[TriLUG] IPv6, openness, and network neutrality
Kevin Otte
nivex at nivex.net
Thu Jan 31 14:30:18 EST 2013
Geoff Huston is the Chief Scientist at APNIC, the registry of addresses
for the Asia-Pacific region.
This text is from the end of the article
http://www.lifehacker.com.au/2013/01/why-hasnt-everyone-moved-to-ipv6/
--snip--
End users might not care how their IP addresses are assigned, but an
internet based largely on NAT systems would completely eliminate network
neutrality, Huston suggested. “A carrier-grade NAT is like a toolbox.
The access provider has visibility to the traffic, and the rationing
model changes.”
“Once we’ve exhausted IPv4 addresses there’s no such thing as end-to-end
anymore All of your traffic is pulled apart and sometimes the content is
changed. All of a sudden, openness doesn’t exist any more. This whole
idea of permission-less networking is over if the network is ridden with
middleware and with folks whose economic incentive is to restrict the
edge because they want their money back.”
For Huston, the biggest issue is that the resistance to IPv6 might
signal a move away from the open standards-based world that the internet
has heralded, returning us to the state of technology three decades ago.

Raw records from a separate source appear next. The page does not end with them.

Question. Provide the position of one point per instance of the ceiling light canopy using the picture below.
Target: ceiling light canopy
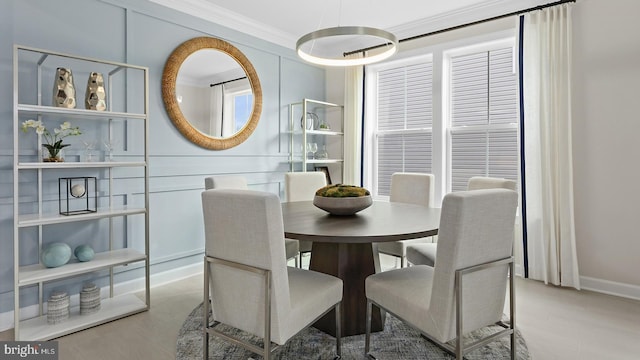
(329, 47)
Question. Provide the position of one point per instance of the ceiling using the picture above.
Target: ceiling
(284, 21)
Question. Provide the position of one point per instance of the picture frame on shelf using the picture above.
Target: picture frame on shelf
(325, 170)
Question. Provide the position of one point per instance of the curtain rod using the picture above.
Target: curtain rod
(224, 82)
(539, 7)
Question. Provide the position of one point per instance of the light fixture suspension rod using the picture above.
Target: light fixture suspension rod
(520, 12)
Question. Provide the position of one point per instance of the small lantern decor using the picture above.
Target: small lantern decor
(77, 195)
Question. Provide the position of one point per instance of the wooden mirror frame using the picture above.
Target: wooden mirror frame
(170, 75)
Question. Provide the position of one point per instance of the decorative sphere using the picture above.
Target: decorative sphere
(78, 190)
(55, 254)
(84, 252)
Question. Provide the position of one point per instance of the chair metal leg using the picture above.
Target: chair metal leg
(367, 336)
(205, 303)
(512, 308)
(338, 332)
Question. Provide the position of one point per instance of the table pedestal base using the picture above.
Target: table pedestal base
(352, 263)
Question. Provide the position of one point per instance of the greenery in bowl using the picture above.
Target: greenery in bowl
(340, 190)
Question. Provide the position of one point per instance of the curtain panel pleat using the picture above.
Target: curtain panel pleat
(548, 162)
(354, 90)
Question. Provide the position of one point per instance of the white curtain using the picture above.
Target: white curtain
(215, 113)
(353, 123)
(546, 84)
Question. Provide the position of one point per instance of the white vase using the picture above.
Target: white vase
(95, 96)
(64, 92)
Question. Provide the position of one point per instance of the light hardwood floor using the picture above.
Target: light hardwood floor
(556, 323)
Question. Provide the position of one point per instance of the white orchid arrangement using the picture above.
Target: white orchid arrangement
(53, 142)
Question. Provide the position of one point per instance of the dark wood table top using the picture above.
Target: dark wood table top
(382, 221)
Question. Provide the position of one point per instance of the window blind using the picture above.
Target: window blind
(404, 122)
(484, 117)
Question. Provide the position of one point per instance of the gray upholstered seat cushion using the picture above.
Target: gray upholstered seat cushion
(410, 188)
(476, 227)
(422, 254)
(245, 227)
(311, 294)
(405, 293)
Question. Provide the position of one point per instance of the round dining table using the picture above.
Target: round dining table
(344, 246)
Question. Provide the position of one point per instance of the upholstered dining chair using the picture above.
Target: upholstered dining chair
(425, 254)
(412, 188)
(251, 287)
(302, 186)
(240, 183)
(466, 289)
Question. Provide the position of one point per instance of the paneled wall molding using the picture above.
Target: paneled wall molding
(206, 12)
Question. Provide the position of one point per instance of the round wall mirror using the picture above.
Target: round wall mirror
(211, 93)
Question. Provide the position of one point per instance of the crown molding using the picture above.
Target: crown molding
(222, 16)
(208, 11)
(480, 11)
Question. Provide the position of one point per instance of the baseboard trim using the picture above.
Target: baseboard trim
(132, 286)
(610, 287)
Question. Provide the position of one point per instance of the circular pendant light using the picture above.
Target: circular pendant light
(329, 46)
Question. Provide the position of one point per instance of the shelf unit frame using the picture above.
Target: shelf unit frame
(114, 307)
(305, 133)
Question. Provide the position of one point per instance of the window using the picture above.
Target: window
(404, 121)
(484, 116)
(471, 131)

“Back then, everything was proprietary. It was a closed world. We never
see much of that any more, apart from the iPhone which is a resurgence
of the same thing. This is a world which is dominated by openness, but
how fragile is this? Will it last?”
“What we’ve really done is shut down the last 10 years of fascinating,
mind-boggling marvellous innovation and replaced it with crap. It’s time
to think about this and choose very carefully.”